Most of the Irish Tales fall under four main cycles of History and Legend, which, in all the Irish poetical and romantic literature, were kept quite distinct.
1. The Mythological Cycle, the stories of which are concerned with the mythical colonies preceding the Milesians, especially the Dedannans. The heroes of the Tales belonging to this cycle, who are assigned to periods long before the Christian era, are gods, namely, the gods of the pagan Irish.
2. The Cycle of Concobar mac Nessa and his Red Branch Knights, who flourished in the first century.
3. The Cycle of the Fena of Erin, belonging to a period two centuries later than those of the Red Branch.
4. Stories founded on events that happened after the dispersal of the Fena (in the end of the third century, p. 45, supra), such as the Battle of Moyrath (A.D. 687), most of the Visions, &c.

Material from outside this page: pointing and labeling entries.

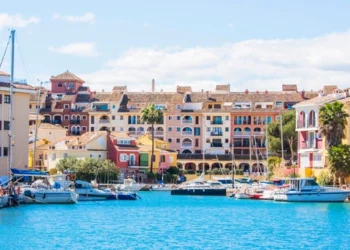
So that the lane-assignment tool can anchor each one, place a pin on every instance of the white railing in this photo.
(187, 121)
(187, 132)
(104, 121)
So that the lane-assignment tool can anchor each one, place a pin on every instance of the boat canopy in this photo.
(22, 172)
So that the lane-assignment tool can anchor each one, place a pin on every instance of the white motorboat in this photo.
(307, 190)
(129, 185)
(40, 192)
(164, 187)
(4, 199)
(88, 193)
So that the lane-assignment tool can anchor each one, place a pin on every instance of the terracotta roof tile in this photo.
(67, 76)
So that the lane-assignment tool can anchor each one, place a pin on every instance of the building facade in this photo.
(20, 107)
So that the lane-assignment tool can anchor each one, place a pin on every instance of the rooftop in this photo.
(67, 76)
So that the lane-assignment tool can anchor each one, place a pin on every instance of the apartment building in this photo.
(20, 106)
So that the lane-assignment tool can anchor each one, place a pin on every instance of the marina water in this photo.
(162, 221)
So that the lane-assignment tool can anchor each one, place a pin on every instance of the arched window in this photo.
(312, 119)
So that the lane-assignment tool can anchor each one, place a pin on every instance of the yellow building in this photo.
(90, 144)
(164, 156)
(20, 106)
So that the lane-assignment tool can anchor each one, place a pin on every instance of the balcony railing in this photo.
(186, 144)
(187, 121)
(216, 133)
(75, 121)
(187, 133)
(216, 122)
(104, 121)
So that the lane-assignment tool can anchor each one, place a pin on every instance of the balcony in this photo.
(186, 144)
(187, 121)
(216, 133)
(184, 133)
(104, 121)
(74, 121)
(218, 122)
(241, 133)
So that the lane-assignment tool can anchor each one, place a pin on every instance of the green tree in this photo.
(151, 115)
(290, 136)
(332, 120)
(69, 163)
(339, 158)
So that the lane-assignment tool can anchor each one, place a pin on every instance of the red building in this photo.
(123, 151)
(66, 102)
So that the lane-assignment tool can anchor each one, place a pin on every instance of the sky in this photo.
(254, 45)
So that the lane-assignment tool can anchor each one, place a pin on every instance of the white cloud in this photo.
(88, 17)
(252, 64)
(16, 21)
(77, 49)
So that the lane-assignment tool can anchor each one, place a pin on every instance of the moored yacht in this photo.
(88, 193)
(307, 190)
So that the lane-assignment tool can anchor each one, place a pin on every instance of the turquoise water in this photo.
(162, 221)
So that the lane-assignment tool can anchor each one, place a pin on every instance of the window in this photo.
(6, 125)
(7, 99)
(123, 157)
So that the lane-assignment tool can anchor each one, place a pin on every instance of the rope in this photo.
(2, 59)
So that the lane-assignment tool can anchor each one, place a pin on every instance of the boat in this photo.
(41, 192)
(199, 187)
(87, 193)
(130, 185)
(164, 187)
(307, 190)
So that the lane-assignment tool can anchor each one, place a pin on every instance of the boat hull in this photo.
(49, 197)
(202, 192)
(4, 201)
(312, 197)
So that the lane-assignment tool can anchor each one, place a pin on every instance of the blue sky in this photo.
(253, 45)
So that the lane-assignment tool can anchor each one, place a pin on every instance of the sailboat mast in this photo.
(10, 163)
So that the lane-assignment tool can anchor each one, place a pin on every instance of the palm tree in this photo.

The stories of the Red Branch Knights form the finest part of our ancient Romantic Literature. The most celebrated of all these is the Táin-bo-Cuailnge [Quelne], the epic of Ireland. Medb [Maive], queen of Connaught, who resided in her palace of Croghan, set out with her army for Ulster on a plundering expedition, attended by all the great heroes of Connaught, and by an Ulster contingent who had enlisted in her service. The invading army entered that part of Ulster called Cuailnge or Cooley, the principality of the hero Cuculainn, the north part of the present county Louth, including the Carlingford peninsula. At this time the Ulstermen were under a spell of feebleness, all but Cuculainn, who had to defend single-handed the several fords and passes, in a series of single combats, against Maive's best champions. She succeeded in this first raid, and brought away a great brown bull—which was the chief motive of the expedition—with flocks and herds beyond number. At length the Ulstermen, having been freed from the spell, attacked and routed the Connaught army. The battles, single combats, and other incidents of this war, form the subject of the Táin, which consists of one main epic story with about thirty shorter tales grouped round it. It has lately been translated into English by Miss L. Winifred Faraday, and into German by the great Celtic scholar Windisch. For the chief Red Branch heroes, see p. 39, above.
Of the Cycle of Finn and the Fena of Erin we have a vast collection of stories. The chief heroes under Finn have been already mentioned (p. 43). The Tales of the Fena, though not so old as those of the Red Branch Knights, are still of great antiquity: for some of them are found in the Book of the Dun Cow and in the Book of Leinster, copied from older volumes.